To be honest, I wouldn’t even know where to begin. For the past nine years I’ve put my body through so much; including multiple operations and some brutal treatment options which have multiple side effects. Each leave their own harsh physical and mental scars and often it is too much to deal with.

In order to move forward I need to accept what I’ve been through, and hopefully learn to be happy in myself first and foremost. I am a huge worrier, I am am not sure I can be truly happy and content in myself when I often feel my body is trying to kill me.

Every day I panic things will take a bad turn again. Cancer has magnified fears I didn’t have before, however It’s goes without saying that it has also highlighted the strength I can find within to keep going. I must stop beating myself up over my diagnosis and worrying I could have changed things. In this instance it doesn’t always feel like time is a healer!

Here’s to waking up tomorrow and feeling more over the weather than under it! And a happy goodbye to the Valentines gifts and paraphernalia for another year.

“Self-love is not selfish. You cannot truly love another until you know how to love yourself”

The Travel Bug 

Over the past 12 months I have been abroad numerous times,  and have certainly been bitten by the travel bug. My 2016 trips have included a holiday to the USA to visit Austin, San Francisco and Minneapolis last January, and various weekends away to European cities, including Lisbon, Gothenburg, Berlin and Venice. I have been trying to visit as many cities as possible whilst I feel able, and I’ve enjoyed some wonderful adventures with amazing friends.

Sadly, I didn’t go travelling during my ill planned gap year. In retrospect, I wish that I had, but I can’t change the decisions that I made, or didn’t make, at 18. I could not imagine the path which lay ahead of me then. I assumed that I would have many more opportunities to go away and see the World. Nowadays there are numerous obstacles which prevent me from going on trips which are more adventurous than the Eurostar to Bruges, but just being able to escape for the weekend is good enough for me. It would seem that the World may no longer be my oyster, but hopefully Europe will be for a good while longer.

I am keen to make good memories whilst my health is not completely against me. It probably appears to others as though I do too much, which is often the case, but I am trying to squeeze as much as I can before I’m unable. I know some places are now no go zones, where I’d be likely to pick up a bug of some sort even if I was a 100% healthy person. I think Egypt is out of the question as well as a fair few others, but you never know what the future may hold. Being faced with my own mortality had certainly made me look at things in a very different way.

I have spent far too much time in bed recovering from operations, or just being generally too exhausted to move to last me a life time. I need rest but do not want to look back and wish that I had done so much more. There have been times over the years when I have been unable to get out of bed, or been in too much pain to to put on a t-shirt, or even brush my hair.  Of course, working part time has certainly had an impact on my travel wish list, but budget airlines like Ryanair and EasyJet make it possible, even if for just one night in Copenhagen with school friends. Who is going to turn down £16.99 flights each way?

If anyone knows of any good travel insurance companies who don’t run a mile when they hear the words ‘Cancer’ and ‘Stage 4’, then I would love to receive some tips or pointers.
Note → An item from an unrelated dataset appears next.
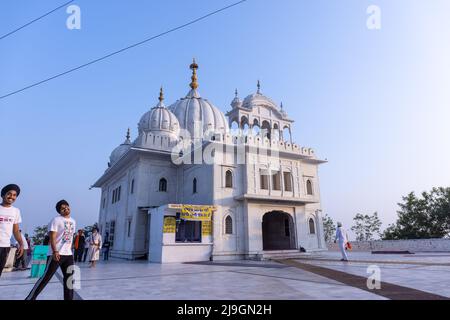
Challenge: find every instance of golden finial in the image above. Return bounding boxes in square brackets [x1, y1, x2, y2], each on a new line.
[189, 58, 198, 90]
[158, 86, 164, 102]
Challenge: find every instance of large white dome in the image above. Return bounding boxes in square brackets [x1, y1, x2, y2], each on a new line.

I cannot take out insurance without declaring anything as this would be void should I actually have an issue which needed addressing. I am now in a position I cannot risk anything, I could fall ill at any time, and I need reassurance and peace of mind that I’m covered for any eventuality.
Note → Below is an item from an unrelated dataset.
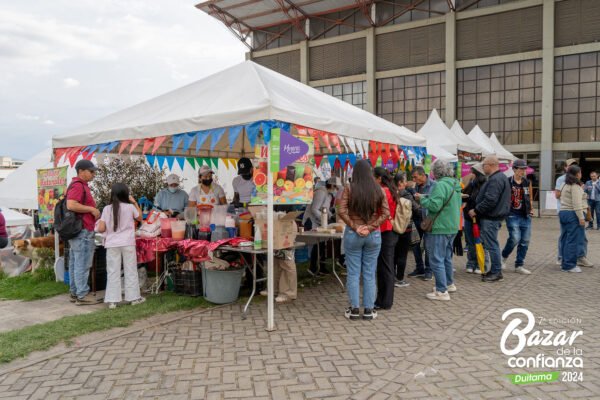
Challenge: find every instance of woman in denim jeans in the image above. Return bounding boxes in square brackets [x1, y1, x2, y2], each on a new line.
[339, 160, 390, 320]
From what I can gather from online research it seems to be impossible to get travel insurance for America, so I doubt if  I will be going there again anytime soon. I have travelled to a fair few states, so it is a shame that I feel that I am unable to return. It wouldn’t be a great place to be if my health took a bad turn. I just need to remember that I was lucky enough to be able to go in the first place.